Click here to flash read.
The surging demand for fresh information from various Internet of Things
(IoT) applications requires oceans of data sampled from the physical
environment to be transmitted and processed timely, which would lead to huge
energy consumption. We investigate the sleep-wake strategies of servers in
communication systems to reduce energy consumption while guaranteeing timely
delivery of fresh information to users. Specifically, we investigate a
multi-source single-server queueing system and propose a novel sleep-wake
strategy called the Conditional Sleep (CS) scheme.
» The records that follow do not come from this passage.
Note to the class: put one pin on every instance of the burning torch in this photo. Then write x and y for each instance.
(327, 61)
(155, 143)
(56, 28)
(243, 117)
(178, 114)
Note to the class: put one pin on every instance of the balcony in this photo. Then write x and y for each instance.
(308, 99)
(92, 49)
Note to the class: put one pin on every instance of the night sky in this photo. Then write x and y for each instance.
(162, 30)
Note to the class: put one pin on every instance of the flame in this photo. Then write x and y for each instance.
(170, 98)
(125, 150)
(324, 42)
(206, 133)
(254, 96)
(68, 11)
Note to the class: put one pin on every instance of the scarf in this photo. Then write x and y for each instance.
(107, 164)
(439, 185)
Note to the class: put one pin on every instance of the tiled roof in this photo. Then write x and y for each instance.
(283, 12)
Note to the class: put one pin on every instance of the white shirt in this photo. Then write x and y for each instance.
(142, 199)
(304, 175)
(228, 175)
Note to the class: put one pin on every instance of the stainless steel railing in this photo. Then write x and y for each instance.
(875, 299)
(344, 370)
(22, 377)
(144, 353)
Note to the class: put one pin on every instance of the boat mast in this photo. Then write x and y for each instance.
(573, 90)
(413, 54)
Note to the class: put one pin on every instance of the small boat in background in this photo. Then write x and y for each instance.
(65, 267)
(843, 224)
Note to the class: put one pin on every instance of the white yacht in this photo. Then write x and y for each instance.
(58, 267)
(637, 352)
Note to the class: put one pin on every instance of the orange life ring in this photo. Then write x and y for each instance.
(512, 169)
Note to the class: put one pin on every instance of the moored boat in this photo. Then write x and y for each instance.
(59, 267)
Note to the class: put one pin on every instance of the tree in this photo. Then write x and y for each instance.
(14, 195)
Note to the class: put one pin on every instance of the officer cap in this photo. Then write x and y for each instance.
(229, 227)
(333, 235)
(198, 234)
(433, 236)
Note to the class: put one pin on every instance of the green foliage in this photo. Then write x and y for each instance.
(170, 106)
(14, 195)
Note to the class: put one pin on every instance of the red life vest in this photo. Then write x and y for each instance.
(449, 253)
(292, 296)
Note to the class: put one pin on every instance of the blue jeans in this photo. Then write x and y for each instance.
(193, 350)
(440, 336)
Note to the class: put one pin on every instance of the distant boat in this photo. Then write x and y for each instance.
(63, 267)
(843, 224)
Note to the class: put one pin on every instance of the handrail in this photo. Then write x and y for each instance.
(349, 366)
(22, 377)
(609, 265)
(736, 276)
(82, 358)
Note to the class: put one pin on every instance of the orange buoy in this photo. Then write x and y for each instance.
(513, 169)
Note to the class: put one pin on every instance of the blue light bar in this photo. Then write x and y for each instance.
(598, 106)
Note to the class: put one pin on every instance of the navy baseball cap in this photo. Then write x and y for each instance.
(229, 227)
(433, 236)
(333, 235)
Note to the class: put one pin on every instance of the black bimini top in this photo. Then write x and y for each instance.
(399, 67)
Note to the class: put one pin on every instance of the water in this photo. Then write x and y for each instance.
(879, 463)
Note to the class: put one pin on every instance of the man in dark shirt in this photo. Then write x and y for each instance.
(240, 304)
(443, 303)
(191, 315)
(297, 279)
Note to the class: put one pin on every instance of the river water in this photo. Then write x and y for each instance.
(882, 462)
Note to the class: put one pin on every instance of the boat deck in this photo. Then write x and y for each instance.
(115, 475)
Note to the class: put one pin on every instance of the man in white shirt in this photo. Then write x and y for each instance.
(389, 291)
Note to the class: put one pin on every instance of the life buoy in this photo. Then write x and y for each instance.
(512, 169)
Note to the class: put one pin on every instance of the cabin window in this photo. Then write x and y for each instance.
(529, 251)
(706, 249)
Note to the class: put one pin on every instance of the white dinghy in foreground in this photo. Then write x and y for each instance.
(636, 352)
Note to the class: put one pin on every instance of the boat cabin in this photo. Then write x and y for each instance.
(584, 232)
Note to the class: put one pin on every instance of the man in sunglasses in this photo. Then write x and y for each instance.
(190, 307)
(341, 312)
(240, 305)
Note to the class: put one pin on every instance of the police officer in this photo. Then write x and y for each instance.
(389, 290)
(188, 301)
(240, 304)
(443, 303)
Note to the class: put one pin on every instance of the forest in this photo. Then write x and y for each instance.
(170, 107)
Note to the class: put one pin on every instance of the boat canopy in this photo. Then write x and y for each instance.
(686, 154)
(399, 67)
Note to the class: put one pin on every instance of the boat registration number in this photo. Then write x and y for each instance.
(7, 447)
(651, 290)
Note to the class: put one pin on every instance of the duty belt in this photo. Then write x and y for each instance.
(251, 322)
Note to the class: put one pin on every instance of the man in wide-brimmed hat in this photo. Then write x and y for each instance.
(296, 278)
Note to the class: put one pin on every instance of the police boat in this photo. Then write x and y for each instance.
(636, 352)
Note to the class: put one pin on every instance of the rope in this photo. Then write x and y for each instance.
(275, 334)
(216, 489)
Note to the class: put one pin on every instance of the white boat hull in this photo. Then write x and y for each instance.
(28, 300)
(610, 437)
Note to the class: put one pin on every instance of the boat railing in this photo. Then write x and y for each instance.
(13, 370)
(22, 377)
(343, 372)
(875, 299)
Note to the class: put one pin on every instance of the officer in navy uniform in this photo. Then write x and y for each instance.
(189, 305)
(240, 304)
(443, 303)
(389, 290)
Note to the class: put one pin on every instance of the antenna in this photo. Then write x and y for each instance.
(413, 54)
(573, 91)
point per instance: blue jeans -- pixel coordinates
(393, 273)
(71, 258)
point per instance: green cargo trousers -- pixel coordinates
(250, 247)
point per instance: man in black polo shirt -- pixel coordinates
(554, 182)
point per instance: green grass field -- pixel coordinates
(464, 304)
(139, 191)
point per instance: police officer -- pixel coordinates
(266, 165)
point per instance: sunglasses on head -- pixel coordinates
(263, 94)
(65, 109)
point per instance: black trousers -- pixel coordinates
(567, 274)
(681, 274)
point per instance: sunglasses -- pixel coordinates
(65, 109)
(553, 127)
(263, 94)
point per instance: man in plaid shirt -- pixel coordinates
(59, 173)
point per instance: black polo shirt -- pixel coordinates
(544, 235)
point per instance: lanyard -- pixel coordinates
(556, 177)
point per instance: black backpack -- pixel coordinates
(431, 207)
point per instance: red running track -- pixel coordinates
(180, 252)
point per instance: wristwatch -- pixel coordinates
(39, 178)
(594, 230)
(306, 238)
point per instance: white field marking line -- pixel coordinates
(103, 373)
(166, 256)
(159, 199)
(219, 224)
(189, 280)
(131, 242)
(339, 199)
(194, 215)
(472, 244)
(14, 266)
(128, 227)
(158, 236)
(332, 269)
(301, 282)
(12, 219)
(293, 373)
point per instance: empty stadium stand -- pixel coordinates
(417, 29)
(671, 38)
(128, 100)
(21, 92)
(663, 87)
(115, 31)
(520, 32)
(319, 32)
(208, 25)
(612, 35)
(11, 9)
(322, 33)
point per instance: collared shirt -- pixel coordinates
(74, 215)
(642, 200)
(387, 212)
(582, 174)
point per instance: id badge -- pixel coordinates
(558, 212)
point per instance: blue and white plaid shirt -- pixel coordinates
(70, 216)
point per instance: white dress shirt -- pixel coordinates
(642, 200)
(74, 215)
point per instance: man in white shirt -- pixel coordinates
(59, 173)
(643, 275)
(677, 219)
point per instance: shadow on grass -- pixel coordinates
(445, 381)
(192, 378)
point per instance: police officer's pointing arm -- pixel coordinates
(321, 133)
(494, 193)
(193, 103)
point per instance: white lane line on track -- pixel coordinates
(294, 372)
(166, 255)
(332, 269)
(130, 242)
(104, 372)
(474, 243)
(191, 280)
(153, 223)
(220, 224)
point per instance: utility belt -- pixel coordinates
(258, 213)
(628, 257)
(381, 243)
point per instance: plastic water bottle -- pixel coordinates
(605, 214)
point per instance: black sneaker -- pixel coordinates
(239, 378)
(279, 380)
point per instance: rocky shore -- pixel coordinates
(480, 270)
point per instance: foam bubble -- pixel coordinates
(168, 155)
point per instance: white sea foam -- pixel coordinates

Our analysis reveals that
the CS scheme outperforms the widely-used Hysteresis Time (HT) and Bernoulli
Sleep (BS) schemes in terms of Age of Information (AoI), while retaining the
same energy consumption rate and Peak Age of Information (PAoI). We find that
increasing the sleep period length leads to a reduction in energy consumption
and an increase in PAoI, but it does not always increase AoI. Moreover, we show
that using PAoI as the information freshness metric in designing sleep-wake
strategies would make the server sleep infinitely long due to the PAoI being
determined by first-order statistics. We further numerically show that having
the bufferless system can achieve a better PAoI-energy tradeoff than the
infinite buffer system when having a large sampling rate.